In an online statement published Friday, Siemens said Russia had "illegally moved to Crimea against clear contractual agreements" four gas turbines the firm delivered for a project on the Russian mainland in Taman.

The EU imposed sanctions on Russian Federation after its annexation of the Black Sea peninsula from Ukraine in March 2014.

Siemens, which owns 46 per cent of the joint venture, said the move was a breach of its contractual agreements and of European Union regulations.


Siemens's decision on breaking relations with Russian companies might result in vast losses for the company itself, Sergei Shatirov, Deputy Chairman of the Federation council committee for economic policy, shared his opinion with RIA Novosti.

The move is embarrassing for Russian Federation which stands accused of disregarding EU sanctions and of flouting its original agreement with Siemens and it risks making European companies more cautious about doing business there.

Reuters said at the time the delivery might have taken place without Siemens' knowledge, which the company has since confirmed.

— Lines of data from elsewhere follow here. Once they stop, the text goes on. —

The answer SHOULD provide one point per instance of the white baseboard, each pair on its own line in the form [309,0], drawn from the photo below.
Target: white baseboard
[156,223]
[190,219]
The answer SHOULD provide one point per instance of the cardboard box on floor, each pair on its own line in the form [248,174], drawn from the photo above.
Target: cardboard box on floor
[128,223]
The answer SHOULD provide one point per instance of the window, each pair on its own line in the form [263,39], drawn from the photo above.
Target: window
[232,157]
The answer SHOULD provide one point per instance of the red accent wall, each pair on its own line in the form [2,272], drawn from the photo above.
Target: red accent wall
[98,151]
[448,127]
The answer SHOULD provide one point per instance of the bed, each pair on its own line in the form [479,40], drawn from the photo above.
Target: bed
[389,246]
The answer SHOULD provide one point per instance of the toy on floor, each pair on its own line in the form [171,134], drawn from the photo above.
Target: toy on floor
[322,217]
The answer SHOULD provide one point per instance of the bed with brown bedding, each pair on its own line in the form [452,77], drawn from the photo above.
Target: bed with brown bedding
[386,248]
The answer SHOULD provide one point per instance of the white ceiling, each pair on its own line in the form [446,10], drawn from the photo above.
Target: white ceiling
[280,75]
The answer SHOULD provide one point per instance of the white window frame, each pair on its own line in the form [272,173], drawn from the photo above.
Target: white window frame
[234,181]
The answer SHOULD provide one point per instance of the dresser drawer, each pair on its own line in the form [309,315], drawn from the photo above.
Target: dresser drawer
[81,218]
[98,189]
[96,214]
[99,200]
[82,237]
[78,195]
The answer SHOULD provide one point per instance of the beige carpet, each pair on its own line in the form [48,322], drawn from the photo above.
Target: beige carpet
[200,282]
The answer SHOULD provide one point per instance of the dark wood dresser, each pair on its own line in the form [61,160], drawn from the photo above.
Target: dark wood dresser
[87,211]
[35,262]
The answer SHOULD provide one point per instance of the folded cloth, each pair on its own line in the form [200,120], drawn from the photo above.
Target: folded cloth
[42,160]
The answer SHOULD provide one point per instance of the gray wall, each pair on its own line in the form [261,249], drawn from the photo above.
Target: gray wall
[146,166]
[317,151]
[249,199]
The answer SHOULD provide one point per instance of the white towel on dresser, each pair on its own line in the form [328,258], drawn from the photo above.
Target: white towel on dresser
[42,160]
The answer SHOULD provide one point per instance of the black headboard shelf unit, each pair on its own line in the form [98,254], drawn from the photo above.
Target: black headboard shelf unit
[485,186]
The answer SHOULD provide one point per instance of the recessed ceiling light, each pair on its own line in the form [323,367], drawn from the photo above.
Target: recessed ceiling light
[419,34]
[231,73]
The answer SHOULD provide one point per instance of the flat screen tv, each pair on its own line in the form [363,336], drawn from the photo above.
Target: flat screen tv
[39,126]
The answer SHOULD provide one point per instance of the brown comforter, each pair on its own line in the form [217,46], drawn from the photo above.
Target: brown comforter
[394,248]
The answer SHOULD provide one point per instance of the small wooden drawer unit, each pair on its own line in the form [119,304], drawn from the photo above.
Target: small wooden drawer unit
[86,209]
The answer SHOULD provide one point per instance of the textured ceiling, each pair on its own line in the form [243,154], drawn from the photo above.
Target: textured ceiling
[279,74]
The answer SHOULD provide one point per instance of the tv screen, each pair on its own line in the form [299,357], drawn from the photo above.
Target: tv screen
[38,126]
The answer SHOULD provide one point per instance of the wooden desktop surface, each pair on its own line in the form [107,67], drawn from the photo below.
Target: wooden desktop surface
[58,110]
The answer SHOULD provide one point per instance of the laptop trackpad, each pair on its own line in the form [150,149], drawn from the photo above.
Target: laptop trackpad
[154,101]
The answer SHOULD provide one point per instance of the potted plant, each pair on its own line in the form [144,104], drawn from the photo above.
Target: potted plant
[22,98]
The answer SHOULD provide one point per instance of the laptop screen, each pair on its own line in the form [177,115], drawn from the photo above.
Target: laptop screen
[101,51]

Before Russia invaded, Crimea was dependent on power supplies from Ukraine. Siemens made sales of 1.2 billion euros ($1.4 billion) in Russian Federation past year, about 2 percent of its total.

Siemens spokesman Wolfram Trost said the Crimean affair had not sparked a wider review of compliance at Siemens, which battled a worldwide bribery scandal a decade ago, resulting in a then-record $1.6 billion fine from the U.S. Justice Department. It is also pursuing legal actions meant to halt any other deliveries to Crimea and ensure that any equipment that has already been shipped is returned to its original destination.